Any freshmen teetotalers get acquainted with the drinking culture at colleges shortly after they move into their dorm rooms. My daughter is a residential assistant at her school now and she said the first week there is no problem with the freshmen drinking, but that quickly changes once they see how common place it is.
When my daughter spent the past summer in southern Mexico on an college internship, she was amazed at the drinking habits of the young people there. She told me that young Mexicans mostly drink for enjoyment; they don’t drink to get drunk. If only American kids did the same thing.

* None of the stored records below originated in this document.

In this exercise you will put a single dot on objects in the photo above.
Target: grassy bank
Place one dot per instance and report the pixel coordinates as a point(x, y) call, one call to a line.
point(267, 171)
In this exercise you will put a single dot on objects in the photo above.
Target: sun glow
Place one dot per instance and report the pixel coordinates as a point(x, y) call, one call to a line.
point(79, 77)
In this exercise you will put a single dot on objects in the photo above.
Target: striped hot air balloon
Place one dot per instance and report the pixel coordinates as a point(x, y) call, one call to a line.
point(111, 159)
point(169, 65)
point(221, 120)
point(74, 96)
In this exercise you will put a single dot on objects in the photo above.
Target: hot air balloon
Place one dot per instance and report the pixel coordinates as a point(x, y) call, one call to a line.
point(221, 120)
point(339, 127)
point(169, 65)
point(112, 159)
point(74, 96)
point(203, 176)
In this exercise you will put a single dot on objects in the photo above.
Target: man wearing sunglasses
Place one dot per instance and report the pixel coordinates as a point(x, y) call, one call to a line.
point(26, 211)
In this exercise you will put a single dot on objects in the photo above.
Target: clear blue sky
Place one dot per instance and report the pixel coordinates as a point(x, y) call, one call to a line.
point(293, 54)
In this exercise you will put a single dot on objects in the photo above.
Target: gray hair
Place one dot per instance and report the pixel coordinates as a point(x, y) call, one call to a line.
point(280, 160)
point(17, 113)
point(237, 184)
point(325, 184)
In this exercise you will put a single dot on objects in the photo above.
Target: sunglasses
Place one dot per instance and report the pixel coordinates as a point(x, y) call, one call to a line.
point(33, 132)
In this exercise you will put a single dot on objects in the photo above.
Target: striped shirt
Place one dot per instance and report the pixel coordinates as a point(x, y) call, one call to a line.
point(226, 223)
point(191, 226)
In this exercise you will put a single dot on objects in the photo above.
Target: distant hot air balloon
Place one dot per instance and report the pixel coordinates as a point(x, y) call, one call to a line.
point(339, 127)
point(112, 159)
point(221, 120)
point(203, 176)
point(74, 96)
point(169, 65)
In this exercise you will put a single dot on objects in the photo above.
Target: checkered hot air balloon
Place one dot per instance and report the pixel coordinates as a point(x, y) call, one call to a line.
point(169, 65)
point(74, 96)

My daughter, by the way, has come a long way from her initial disdain for over drinking. She turned down a scholarship offer from a college because on a visit when she was a high school senior she was disgusted by the binge drinking of athletes she spent time with. While she was there, one boy from New Jersey, who was a lacrosse recruit, passed out drunk. When he woke up, he announced, “I love this school. This is where I’m going!” (I bet his parents would have been proud.)
My daughter went from indignation about binge college drinking to drinking herself– though hopefully not to excess — on the weekends at her own campus.
Colleges and universities have viewed college drinking as an intractable problem and one group of more than 100 college presidents is trying to address the problem. I don’t know if they are backing the right approach, but at least they aren’t ignoring it.
Presidents who have signed something called the Amethyst Initiative are calling for the country to lower the drinking age. They believe that this would allow them to counsel kids to drink responsibly. Currently, their hands are tied because these kids aren’t supposed to be drinking at all!
Here is a link to an overview of this issue that was published on Inside Higher Ed.
One positive trend, teenagers — at least the ones I know — today seem far more cognizant of the importance of having a designated driver if others are drinking. I sure don’t remember that happening when I was in college.